One hardship the prisoners endured was being “guinea pigs” for experiments. In the excerpt Rabbits from the selection Ravensbruck by Sarah Helms, she does extensive research about the women taken in for gangrene experiments. “They can see their own wounds for the first time, and each stares in disbelief at the swollen lumps of flesh and the incisions on the tibia, so deep they can see bone. One woman pulls out a piece of glass, another a wooden splinter two inches long” (Helms 217). Helms provides us with a small portion of the morbid exercises performed on Holocaust victims. A second selection that presents us another fragment of these experiments is Eyewitness from the historical document website AlphaHistory.com. They provide us with an eyewitness report from a Holocaust SS Lieutenant who had a front row view of prisoners being gassed and killed by Diesel Fume poisoning, “The dead were standing upright like basalt pillars, pressed together in the chambers. There would not have been room to fall down or even bend over” (Gerstein). Diesel Fume poisoning was a popular way to kill large groups at a time. Kurt Gerstein, the observer, was using a stopwatch to test how long it took to kill the bunch. He gave his testimony to allied authorities a few days after the war ended.
Another hardship that prisoners experienced was the poverish food supply within the concentration camps. The prisoners would have little to no food, and on occasion they would go days as a punishment. In the autobiography, I Have Lived a Thousand Years by the earlier prisoner of Auschwitz, Bitton-Jackson, recalls her unbearable food experiences. “As it stood for hours in the sun, it became putrefied and alive with worms. I noticed a long, white worm wriggling in Mommy’s spoon as she lifted it to her mouth” (Bitton-Jackson 102). Here, Bitton-Jackson tells us about an instance when the Camp cared so little about the condition of the food, they allowed it to grow worms then fed it to the prisoners with no mercy. Another source that expresses the deficient food quality was within the historical selection Band of Brothers, written by Stephen E. Ambrose. Ambrose writes of allied soldiers going to one of the nearby concentration camps in Germany and witnessed thousands of men, all crippled with sicknesses and weaknesses, “Prisoners in their striped pajamas, three-quarters starved, by the thousands; corpses, little more than skeletons, by the hundreds” (Band of Brothers 262). Winters, the man in charge, orders stored blocks of cheese to be distributed among the prisoners.

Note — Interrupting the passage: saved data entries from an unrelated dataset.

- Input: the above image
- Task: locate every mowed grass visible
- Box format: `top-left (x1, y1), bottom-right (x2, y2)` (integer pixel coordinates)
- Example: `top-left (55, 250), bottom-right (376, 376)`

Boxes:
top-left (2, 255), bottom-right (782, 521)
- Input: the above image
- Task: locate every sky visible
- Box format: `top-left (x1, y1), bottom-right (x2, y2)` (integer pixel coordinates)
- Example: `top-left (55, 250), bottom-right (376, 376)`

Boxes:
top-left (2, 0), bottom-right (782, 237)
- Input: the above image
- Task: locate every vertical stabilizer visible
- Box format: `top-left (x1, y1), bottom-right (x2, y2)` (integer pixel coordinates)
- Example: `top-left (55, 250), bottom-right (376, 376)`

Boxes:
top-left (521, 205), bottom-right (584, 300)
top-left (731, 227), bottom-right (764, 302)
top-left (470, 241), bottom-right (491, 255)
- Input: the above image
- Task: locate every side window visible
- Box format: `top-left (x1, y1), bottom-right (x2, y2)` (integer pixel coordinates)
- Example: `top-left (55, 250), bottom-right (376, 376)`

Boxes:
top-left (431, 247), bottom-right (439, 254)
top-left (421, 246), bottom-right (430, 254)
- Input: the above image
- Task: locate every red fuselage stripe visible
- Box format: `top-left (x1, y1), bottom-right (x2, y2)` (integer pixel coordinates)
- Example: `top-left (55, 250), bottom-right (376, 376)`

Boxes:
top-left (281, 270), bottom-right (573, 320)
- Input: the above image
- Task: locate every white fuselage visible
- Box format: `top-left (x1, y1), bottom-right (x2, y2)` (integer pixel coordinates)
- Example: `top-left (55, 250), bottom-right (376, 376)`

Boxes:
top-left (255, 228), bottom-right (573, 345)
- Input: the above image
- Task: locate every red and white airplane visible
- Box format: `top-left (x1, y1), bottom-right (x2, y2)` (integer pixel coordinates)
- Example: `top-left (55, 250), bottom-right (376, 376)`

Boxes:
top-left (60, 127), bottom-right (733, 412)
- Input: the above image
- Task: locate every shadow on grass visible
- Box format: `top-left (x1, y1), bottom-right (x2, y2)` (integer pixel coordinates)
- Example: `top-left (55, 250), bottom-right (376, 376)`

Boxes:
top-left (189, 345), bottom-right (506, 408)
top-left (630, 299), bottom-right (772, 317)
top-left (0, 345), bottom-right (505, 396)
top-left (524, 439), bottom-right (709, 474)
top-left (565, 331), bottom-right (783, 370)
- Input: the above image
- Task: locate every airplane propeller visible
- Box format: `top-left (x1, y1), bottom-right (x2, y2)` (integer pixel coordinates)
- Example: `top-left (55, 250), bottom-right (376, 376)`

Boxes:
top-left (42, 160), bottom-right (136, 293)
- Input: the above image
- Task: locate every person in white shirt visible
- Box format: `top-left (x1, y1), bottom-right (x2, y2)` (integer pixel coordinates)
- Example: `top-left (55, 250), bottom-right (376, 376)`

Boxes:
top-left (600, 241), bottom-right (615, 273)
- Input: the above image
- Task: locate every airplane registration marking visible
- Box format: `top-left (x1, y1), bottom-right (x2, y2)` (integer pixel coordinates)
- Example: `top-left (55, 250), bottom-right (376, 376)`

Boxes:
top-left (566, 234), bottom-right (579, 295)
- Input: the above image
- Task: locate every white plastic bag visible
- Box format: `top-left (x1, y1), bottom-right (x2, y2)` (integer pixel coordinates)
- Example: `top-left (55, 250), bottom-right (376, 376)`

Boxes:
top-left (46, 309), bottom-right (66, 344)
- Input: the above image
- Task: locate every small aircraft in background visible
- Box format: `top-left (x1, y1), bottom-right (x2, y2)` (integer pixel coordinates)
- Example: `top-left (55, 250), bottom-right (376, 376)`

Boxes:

A final hardship faced among the prisoners of the Holocaust was the brutal beatings. The prisoners would have stones thrown at their heads and kicked at the ribs just to be shown the levels of power above them. In AlphaHistory.com’s excerpt Survivor, Pfeffer, one of the survivors of the Majdanek concentration camps recalls his perspective of the punishments and torture of Jewish inmates. He reports, “During work the SS men beat up prisoners mercilessly, inhumanly and for no reason… The victim screamed only after the first blows, afterwards he fell unconscious and the SS man then kicked at the ribs, the face, at the most sensitive part of a man’s body” (Pfeffer). These situations are only a small portion of the torture the inmates went through. Pfeffer discusses punishments such as the ‘boxing sack’, and a tool called the ‘heavy boot’.
Throughout the many details given of the brutal and miserable life of Holocaust inmates, these are not all that occured. Other brutalities these inmates went through included cases such as terrible living quarters, hard labor, and the frequent deaths caused by being shot or starved. The Holocaust is one of the most inhumane and gruesome events to ever happen in the history of the world. We talk and remind ourselves of this tragedy so we don’t make the same mistake twice.